Using some data from 1993 that CMS has available, it looks as though some 5 million children got into Medicaid (or separate but equal SCHIP programs) between 1998 and 2003, and this seems equivalent to the data that HSC used in its study. Kaiser Family Foundation (which is a wealth of information about Medicaid) in a January 2005 fact sheet said that in 2003 Medicaid covered 25 million children, 14 million adults (primarily low-income working parents), 5 million seniors and 8 million persons with disabilities. That gets us to a total of 53 million, or 48 million not counting the seniors (who are dual eligible). CMS said in 2004 using FY 2001 data that 46 million people received Medicaid services. But CMS says in another data sheet that in 2004 there are 42 million enrollees and 52 million beneficiaries. A beneficiary is someone who receives a (payment for a) service from Medicaid. Now we are getting somewhere near the nub of the issue, in that people go in and out of Medicaid often on a monthly basis.

My assumption is that the "snapshot" is the 42 million, which seems much lower than the 47 million that USA Today reports citing CMS data that I cannot find on their web site. So I suspect (but please if you know I’m wrong email me) that the USA Today number is the 42 million plus some 5 million dual eligibles (although KFF says that the number of dual eligibles is now 7 million in this recent factsheet). So overall counting Medicaid enrollement is very hard to do, as you are counting several moving targets, and it’s a question of definition.

But what Scott said this morning was that Massachusetts was looking at Medicaid as becoming a way to provide universal health insurance.1121593676_3333jpg And judging by this article in the Boston Globe, that’s what Mitt Romney, (who is the guy who made me wait 2 hours to get into the Ski Jumping at the 2002 Winter Olympics, and incidentally) the Governor of Massachusetts, is saying he’s aiming for. Enrollement went from under 700,000 in 1997 to nearly 1,000,000 in 2002, back down to nearer 900,000 in 2003 and is now moving back up near to 1,000,000.

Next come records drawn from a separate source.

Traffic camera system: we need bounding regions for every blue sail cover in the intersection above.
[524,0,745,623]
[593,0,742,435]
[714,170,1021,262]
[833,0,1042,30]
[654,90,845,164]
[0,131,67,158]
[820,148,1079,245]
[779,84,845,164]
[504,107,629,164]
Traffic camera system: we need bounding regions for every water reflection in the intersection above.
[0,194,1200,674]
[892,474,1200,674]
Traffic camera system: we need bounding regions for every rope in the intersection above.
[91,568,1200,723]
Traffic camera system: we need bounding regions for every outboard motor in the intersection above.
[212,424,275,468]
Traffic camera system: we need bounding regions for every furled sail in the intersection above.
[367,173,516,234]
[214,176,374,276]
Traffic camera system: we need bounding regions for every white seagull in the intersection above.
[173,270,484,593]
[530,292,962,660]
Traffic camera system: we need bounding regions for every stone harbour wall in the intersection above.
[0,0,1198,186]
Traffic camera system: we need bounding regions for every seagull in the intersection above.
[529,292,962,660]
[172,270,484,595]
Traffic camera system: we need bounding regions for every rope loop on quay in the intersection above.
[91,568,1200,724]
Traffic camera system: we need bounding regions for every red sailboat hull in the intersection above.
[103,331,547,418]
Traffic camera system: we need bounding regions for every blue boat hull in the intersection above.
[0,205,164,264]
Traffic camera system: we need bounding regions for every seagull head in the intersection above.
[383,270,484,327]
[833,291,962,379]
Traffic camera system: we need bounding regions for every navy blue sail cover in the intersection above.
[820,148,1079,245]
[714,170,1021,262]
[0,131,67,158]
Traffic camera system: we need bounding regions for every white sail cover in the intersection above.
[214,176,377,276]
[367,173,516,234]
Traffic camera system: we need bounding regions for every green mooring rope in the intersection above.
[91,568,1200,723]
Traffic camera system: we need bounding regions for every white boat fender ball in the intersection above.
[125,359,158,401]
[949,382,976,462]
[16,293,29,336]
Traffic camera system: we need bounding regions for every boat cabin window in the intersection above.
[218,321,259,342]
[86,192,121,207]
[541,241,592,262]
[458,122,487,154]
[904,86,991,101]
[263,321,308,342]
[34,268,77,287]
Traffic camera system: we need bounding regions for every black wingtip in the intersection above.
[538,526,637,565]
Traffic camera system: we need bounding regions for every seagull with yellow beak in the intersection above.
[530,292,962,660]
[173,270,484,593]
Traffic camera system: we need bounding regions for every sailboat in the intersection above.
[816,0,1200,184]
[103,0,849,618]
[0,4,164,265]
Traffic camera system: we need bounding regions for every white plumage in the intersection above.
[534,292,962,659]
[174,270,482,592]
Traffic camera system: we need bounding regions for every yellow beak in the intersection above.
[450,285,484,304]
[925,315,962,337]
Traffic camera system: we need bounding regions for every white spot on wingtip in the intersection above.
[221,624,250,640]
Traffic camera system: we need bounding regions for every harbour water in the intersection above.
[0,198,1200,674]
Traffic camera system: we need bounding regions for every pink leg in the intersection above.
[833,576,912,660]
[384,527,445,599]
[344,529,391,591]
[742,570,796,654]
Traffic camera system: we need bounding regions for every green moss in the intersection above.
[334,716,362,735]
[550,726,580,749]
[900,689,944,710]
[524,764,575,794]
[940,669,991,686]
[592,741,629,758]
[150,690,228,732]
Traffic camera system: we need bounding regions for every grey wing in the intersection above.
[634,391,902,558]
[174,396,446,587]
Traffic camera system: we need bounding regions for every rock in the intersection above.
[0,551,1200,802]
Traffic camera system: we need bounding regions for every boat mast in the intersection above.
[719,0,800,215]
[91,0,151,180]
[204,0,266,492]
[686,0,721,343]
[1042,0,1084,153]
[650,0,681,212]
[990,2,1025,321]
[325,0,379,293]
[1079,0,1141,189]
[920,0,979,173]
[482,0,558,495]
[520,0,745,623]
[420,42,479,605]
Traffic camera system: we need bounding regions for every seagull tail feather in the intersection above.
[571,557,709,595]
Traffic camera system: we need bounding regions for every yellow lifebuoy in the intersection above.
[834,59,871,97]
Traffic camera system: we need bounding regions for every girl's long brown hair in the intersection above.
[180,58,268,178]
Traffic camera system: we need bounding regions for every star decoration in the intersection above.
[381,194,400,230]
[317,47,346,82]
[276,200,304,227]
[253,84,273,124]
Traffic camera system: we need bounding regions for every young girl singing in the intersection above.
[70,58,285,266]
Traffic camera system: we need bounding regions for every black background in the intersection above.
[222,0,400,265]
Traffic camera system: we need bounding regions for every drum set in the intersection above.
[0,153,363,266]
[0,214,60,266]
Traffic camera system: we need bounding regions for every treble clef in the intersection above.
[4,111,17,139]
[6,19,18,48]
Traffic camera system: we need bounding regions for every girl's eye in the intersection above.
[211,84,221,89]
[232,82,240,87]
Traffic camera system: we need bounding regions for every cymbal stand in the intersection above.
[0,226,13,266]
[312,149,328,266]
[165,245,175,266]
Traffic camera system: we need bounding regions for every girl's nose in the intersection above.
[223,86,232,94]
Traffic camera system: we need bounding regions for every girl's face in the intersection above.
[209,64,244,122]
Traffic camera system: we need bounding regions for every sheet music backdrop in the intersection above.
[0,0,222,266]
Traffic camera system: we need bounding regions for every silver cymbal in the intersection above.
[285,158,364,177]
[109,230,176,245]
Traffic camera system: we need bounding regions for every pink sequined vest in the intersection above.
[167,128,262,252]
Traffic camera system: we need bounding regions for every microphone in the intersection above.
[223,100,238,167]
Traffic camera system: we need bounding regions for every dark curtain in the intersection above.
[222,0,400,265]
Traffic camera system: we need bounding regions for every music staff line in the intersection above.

However, this is all a long way from saying that Medicaid is going to be the cure for uninsurance. There are two main reasons why.

First, most of the people going into Medicaid are effectively leaving employer-based insurance rather than moving from being uninsured to having Medicaid. Of course there may be people moving from being uninsured into Medicaid as featured in the USA Today story, but overall their places in the ranks of the uninsured (which is itself an extremely fluid population) are being taken by an equivalent amount of people losing employer-based insurance. So the overall number of uninsured is not being changed by this increase in Medicaid enrollment, other than the uninsured number would be much higher than the current 45 million (snapshot), had it not happened.

The second reason is the relative makeup of Medicaid and the uninsured. KFF also has a great fact sheet on the unisured.  Only 20% or 9 million of the 45 million uninsured are children, leaving 36 million adults, of whom 80% are in some type of work, or have a family member working. Medicaid now only covers 14 million adults. That means that Medicaid would have to double enrollment overall and nearly quadruple it amongst low-income adults to get rid of the uninsured, and given that half of those uninsured adults are over 35 and thus somewhat expensive, that would cost plenty.

This is just not going to happen in the current fiscal and political environment. So even though getting some of the working poor onto Medicaid is a good thing, it’s disingenous to say that Medicaid is going to be the solution to the uninsurance problem.

What we should so with the Medicaid population is move it en masse into some type of universal insurance pool, with the uninsured, and a bunch of other people.  But no one in Congress with any clout is going to be touching that with a ten-foot pole, and while Bush has noticed that health care is an issue, we all know this his "solutions" aren’t.